I've noticed platies loved to eat baby shrimps. My shrimp population exploded when i took 10 of them out. 
I have re-scaped and would love to add 5-7 neons in the 10gal. AS LONG AS THEY DON'T EAT MY SHRIMPS. 

Well, let me know if you guys know anything about it.

Thanks in advance.

Brian.


----------



## Yeaulman (Jun 23, 2005)

I have 10 neons in a lightly planted shrimp tank (10g) and well the neons will pick on the shrimp if they are floating around, thinking they are food, but other than that, my shrimp are about the same size as the neons. I havent lost any yet.


----------



## bdement (Jun 4, 2007)

Shrimp are near the very bottom of the aquatic food chain. Newly hatched shrimp are eaten by anything with a mouth large enough to swallow it, which is just about every fish, including neon tetras.
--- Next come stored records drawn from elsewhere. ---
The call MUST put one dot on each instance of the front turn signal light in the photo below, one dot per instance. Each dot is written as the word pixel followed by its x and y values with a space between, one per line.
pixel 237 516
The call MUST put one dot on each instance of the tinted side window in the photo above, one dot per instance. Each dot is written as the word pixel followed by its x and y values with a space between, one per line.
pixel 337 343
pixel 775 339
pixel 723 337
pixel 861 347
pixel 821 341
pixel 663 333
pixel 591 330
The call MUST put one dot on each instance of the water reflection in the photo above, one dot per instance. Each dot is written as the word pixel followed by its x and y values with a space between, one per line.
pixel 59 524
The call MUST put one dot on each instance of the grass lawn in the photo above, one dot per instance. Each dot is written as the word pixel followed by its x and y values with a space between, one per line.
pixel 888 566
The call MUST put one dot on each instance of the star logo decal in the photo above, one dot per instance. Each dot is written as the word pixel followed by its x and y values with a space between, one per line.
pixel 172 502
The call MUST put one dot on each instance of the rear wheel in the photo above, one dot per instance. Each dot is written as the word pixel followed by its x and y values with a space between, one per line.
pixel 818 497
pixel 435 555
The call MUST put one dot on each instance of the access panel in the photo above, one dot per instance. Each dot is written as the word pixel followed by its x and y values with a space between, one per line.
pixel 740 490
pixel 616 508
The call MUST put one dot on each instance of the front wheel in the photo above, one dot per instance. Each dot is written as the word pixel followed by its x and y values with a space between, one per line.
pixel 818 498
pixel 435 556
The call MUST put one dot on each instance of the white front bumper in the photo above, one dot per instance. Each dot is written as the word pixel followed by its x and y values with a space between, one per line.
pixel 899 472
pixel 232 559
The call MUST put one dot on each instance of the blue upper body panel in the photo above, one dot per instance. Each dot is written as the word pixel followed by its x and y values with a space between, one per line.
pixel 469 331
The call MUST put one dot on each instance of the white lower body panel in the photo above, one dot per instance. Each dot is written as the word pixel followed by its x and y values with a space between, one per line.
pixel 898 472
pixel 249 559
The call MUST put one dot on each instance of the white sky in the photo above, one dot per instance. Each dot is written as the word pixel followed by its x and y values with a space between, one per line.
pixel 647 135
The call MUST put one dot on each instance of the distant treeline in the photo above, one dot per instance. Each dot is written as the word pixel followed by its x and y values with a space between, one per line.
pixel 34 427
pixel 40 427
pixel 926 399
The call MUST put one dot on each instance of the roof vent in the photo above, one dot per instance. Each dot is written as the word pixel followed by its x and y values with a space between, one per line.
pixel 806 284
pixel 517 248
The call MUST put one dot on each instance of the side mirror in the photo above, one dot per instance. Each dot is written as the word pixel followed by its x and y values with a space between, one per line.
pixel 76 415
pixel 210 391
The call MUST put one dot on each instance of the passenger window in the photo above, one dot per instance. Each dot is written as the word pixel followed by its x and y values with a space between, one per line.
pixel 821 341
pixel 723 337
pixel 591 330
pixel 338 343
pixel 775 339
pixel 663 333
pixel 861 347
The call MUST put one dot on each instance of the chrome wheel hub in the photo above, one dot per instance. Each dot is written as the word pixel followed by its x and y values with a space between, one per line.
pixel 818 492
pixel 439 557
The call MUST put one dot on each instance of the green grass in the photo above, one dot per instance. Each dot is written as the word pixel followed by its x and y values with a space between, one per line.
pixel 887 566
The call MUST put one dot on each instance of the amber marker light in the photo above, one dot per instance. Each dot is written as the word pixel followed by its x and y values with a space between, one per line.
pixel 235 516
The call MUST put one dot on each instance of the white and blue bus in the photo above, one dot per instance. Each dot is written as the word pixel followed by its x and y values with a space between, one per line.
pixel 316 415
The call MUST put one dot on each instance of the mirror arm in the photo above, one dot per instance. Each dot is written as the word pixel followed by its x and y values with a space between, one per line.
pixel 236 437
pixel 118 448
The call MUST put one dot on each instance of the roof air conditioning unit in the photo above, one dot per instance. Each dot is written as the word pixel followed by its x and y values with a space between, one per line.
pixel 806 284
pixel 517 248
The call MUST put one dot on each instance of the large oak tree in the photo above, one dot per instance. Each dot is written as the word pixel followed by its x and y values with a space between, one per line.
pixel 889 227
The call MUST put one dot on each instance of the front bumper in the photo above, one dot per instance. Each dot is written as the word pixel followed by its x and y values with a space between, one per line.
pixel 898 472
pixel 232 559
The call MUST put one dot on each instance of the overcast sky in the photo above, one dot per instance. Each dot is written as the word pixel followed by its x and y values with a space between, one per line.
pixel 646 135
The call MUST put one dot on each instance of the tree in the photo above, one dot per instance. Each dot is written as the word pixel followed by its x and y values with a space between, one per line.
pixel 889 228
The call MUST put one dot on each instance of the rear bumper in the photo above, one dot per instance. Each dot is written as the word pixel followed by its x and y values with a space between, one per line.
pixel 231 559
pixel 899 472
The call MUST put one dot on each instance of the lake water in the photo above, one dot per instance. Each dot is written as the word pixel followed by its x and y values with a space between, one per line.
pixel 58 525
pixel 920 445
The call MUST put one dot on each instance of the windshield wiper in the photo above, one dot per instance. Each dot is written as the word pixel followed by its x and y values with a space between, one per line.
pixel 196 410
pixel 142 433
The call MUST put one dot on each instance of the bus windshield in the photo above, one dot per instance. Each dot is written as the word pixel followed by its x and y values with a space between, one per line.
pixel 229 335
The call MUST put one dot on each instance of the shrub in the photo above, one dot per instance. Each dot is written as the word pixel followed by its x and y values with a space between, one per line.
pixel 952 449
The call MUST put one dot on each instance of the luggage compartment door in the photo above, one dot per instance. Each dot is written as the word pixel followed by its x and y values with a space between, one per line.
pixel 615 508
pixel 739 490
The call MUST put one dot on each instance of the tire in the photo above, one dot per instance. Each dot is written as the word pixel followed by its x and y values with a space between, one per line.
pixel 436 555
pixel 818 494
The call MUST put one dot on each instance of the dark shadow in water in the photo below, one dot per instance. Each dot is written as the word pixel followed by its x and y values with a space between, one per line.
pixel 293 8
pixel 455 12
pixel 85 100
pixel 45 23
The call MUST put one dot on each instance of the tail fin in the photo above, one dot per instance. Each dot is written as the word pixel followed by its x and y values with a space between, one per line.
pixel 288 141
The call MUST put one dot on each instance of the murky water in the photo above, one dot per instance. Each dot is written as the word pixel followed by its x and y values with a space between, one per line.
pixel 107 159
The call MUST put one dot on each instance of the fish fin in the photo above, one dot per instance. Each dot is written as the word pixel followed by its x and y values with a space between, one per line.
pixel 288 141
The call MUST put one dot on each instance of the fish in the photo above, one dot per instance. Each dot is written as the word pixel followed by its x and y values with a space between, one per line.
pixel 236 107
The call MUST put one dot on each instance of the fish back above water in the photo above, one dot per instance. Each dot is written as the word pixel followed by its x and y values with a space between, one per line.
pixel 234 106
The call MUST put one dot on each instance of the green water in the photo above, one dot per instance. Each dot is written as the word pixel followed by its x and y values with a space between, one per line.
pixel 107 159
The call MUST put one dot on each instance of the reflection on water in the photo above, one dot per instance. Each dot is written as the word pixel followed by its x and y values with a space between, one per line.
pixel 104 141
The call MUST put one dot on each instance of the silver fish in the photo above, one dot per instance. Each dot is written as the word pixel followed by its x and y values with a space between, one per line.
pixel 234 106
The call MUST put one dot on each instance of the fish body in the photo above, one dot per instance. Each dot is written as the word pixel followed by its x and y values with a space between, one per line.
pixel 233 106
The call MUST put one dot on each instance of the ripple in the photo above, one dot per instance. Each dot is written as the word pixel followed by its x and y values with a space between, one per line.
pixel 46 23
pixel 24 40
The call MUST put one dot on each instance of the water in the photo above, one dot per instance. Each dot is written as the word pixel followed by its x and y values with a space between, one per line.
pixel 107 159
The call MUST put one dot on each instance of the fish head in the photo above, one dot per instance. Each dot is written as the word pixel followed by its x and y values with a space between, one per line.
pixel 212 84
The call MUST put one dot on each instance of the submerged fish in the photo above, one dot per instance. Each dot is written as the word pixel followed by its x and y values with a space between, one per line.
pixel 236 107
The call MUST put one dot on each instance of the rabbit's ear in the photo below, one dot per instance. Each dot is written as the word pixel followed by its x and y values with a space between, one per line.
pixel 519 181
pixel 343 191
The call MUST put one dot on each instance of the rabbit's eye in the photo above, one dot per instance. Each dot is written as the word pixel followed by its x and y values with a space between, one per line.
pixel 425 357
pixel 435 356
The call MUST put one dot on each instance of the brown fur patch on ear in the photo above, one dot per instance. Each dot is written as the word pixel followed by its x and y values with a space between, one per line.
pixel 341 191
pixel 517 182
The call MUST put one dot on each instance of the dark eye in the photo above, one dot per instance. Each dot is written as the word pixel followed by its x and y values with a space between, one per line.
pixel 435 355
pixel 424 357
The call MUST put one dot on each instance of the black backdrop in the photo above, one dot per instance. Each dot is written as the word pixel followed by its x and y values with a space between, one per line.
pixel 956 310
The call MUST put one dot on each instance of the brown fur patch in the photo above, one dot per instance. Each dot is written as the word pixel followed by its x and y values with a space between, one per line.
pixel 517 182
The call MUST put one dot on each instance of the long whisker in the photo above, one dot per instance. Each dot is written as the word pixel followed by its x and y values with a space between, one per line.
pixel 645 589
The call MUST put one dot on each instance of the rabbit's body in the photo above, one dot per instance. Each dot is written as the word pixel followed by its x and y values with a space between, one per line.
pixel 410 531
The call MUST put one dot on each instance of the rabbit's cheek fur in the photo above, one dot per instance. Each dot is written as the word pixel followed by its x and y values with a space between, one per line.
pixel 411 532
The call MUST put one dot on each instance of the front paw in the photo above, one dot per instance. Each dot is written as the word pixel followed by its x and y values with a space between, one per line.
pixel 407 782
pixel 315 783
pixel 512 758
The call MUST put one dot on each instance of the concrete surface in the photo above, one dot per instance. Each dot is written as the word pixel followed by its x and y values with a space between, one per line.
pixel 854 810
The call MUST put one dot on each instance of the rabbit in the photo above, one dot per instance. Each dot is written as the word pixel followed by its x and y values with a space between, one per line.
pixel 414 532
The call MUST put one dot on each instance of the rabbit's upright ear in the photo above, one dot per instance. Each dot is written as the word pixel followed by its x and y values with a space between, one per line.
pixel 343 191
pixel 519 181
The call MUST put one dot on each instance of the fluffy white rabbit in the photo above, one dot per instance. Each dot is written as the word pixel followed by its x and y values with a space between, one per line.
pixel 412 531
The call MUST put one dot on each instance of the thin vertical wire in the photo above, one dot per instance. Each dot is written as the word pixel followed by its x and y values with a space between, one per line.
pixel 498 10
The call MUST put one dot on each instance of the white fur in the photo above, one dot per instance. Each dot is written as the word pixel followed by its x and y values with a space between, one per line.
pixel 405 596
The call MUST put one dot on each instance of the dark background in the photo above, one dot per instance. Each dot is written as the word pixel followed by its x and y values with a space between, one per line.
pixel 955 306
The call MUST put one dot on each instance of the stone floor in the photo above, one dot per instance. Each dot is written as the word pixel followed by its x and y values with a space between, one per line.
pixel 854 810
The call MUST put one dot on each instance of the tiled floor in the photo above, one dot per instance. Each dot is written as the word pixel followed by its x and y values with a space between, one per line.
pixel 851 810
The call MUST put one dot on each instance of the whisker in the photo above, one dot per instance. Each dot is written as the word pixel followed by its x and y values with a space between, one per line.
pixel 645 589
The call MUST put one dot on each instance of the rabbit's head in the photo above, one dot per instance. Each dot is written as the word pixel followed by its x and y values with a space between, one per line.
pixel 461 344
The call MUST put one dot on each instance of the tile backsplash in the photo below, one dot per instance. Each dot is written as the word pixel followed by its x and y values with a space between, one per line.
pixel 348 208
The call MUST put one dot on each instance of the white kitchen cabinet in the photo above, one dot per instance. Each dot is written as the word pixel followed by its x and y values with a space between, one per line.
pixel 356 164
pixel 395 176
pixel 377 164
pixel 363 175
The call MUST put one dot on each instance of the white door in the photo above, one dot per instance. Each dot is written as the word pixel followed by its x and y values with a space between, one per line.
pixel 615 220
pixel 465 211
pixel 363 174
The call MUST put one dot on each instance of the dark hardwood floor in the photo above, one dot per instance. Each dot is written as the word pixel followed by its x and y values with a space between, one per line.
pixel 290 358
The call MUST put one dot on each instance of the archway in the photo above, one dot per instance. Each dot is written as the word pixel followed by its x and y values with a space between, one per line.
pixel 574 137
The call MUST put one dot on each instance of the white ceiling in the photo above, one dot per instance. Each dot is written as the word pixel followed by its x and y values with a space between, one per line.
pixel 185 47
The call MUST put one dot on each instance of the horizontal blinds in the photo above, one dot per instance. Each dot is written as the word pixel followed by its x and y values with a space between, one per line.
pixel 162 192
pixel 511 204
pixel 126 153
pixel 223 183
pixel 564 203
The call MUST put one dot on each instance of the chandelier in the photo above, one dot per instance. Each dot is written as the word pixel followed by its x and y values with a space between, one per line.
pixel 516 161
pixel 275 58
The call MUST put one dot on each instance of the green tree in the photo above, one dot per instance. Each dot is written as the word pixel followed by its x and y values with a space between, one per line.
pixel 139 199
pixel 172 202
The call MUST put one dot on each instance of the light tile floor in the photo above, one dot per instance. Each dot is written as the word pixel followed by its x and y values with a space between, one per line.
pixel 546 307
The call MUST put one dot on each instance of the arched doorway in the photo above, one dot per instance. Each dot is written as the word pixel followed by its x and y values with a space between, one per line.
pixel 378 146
The only fish that won't eat young shrimp are those with specialized mouths for algae eating, like plecos.


----------



## baboo_jenge (Apr 6, 2007)

guppies don't seem to have much interest in them.


----------



## stepheus (Jun 13, 2006)

If you have enough hiding for the shrimps and a strong community going, i dont see that it will be a problem. I ve done it with many fishes before. Even female bettas.


----------



## newbie314 (Mar 2, 2007)

I have RCS and glo-light tetras.
10 of them in a 20gallon-long. Sound like they will be okay.
Only concern is that I can only find 1 right now. Must be hidding in the plants and under/around the drift wood.

Also bought two dwarf crayfish as well. I assume they will be ok.


----------



## Chuppy (Aug 5, 2007)

Well, my experience is with cardinals... almost the same so I'll shed some light anyways

I have tons of different sorts of shrimp.greens.. tigers.. CRS..RCS... all sorts(and i regretted it later as i got a colony of god-knows-what shrimp) .... Along with 32 Cardinals.... My shrimp population has been thriving... until the point where the moment you look at my plant.. u see a couple of shrimp on it (every stem individually) - im saying this metaphorically- So heres my 2 Cents.. should be no problems.... The only reason my shrimps start disappearing soon after is that i caught all the god-knows-what shrimp and sold it off cheap... (and those that died off due to a 5 hour power failure became snacks for my corals..) 

once again it is in my Humblest Opinion (IMHO) > Should be no problem

All the best

Drew


----------